Advisers to the Food and Drug Administration on Friday recommended against approving an experimental drug for a common fatty liver disease called NASH, increasing the chance the medicine, developed by Intercept Pharmaceuticals, will be rejected for a second time.
The panel of experts voted 12-2, with two abstentions, that the benefits of the treatment, known as obeticholic acid or OCA, don’t outweigh its safety risks.
All but one panelist also voted the treatment shouldn’t be granted an “accelerated” approval. Intercept is betting the drug’s impact on a variety of surrogate markers will be enough to support a clearance for NASH, or non-alcoholic steatohepatitis. But the experts instead advised the FDA to wait until Intercept proves its drug can lower the risk of more concrete health risks, like liver transplants and death, in an Phase 3 ongoing trial. Those results aren’t expected until 2025.
“I’m just concerned about potential harm,” said Brian Lee, an assistant professor of medicine at the University of Southern California. ”I think it’s best to be prudent in this scenario.”
Intercept is seeking approval based on earlier results from that study showing 21% of patients on a high dose of OCA experienced no worsening of their disease and at least some improvement in liver scarring — a hallmark of NASH — after 18 months, versus 12% of those on a placebo.
FDA reviewers described that effect as “modest,” and noted how the study missed its other goal. That left panelists struggling with what to make of the impact of Intercept’s drug. Because NASH research is relatively new, experts don’t yet know whether an effect on markers of disease, such as fibrosis, will lead to a benefit.
“We actually have no idea,” said panelist James Floyd, the co-director of the University of Washington’s cardiovascular health research unit, who voted against approval. “We might hope or expect that it will,” he added, but “at this point in time, this is a very uncertain efficacy assessment.”
Experts were convinced by the agency’s concerns about the drug’s safety. FDA scientists associated treatment with the possibility of drug-induced liver damage that, in some cases, can be fatal. Statisticians noted that, in clinical testing, the death rate from liver damage among those treated with OCA was well above that of multiple drugs that were pulled from the market.
Panelists were also unsure whether a post-approval plan to lower that risk would be effective, given the unpredictable timing of when those events occur and the long-term monitoring required to detect them.
“At this point, I do not believe that the benefits outweigh the risk,” said committee chair Benjamin Lebwohl, an associate professor of medicine and epidemiology at Columbia University College of Physicians & Surgeons. Summarizing the panel’s position, Lebwohl said experts feared the “public health implications” of “unleashing a medication that has a non-trivial risk” on what’s estimated to be millions of eligible patients.

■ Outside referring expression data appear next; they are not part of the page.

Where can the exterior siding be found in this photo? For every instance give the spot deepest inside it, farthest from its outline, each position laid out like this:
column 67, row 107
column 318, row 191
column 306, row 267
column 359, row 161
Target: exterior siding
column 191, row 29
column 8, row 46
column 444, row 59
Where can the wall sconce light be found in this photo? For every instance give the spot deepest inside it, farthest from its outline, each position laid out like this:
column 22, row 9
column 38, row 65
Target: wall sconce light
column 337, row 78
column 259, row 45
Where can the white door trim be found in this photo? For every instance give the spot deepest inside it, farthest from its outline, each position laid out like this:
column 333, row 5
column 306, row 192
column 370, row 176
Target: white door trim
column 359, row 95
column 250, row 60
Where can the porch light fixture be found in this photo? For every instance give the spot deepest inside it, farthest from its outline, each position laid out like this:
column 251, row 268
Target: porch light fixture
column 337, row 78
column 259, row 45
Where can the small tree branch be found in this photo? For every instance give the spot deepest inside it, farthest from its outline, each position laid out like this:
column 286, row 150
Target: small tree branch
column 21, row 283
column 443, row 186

Intercept pushed back on the agency’s descriptions of its drug. “We continue to disagree with the FDA on certain characterizations of OCA’s efficacy and safety,” said company CEO Jerry Durso, in a statement following the vote.
The FDA often sides with its advisory committees, though not always. It’s expected to decide whether to approve OCA by June 22.
For years, Intercept has sought to make OCA the first approved therapy for NASH, which is caused by the buildup of fat in the liver. The disease affects an estimated 5% of the U.S. population and is the second-leading cause of liver transplants in the country, according to the FDA. Its prevalence is expected to double by 2030.
The biotech’s shares rocketed to over $400 apiece in 2014, when it revealed promising Phase 2 results for OCA that made the disease a top target for drugmakers. While several would-be competitors later failed to match Intercept, the company’s value declined as further data appeared more mixed. OCA was rejected by the FDA in 2020 because regulators weren’t convinced its benefits were worth the risks.
At the meeting on Friday, Frank Anania, the head of the FDA division that reviews liver disease drugs, said the regulator had urged Intercept to resubmit an application only after finishing its Phase 3 study. Intercept chose to seek an accelerated OK instead.
As a result, that study may never be completed and OCA’s potential in NASH left undetermined. Prior to the vote, the company’s chief medical officer, M. Michelle Berrey, warned it might not be financially feasible for Intercept to finish the trial without an early approval.
Meanwhile, competition from companies like Madrigal Pharmaceuticals and Akero Therapeutics has emerged recently, putting new pressure in Intercept.
The negative vote “may be a blessing in disguise” for Intercept given the growing likelihood OCA “would have been a niche, short-lived product,” wrote RBC Capital Markets analyst Brian Abrahams.
“The drug would have almost certainly been quickly outmoded by competitors, and it could have been pulled a few years in if the confirmatory study failed,” Abrahams wrote. “We expect considerable expense savings as [the] program likely winds down.”
Intercept currently sells a lower-dose version of OCA for the liver disease primary biliary cholangitis. It generated $343 million in worldwide sales last year.
The company is holding a conference call Monday morning to discuss the meeting.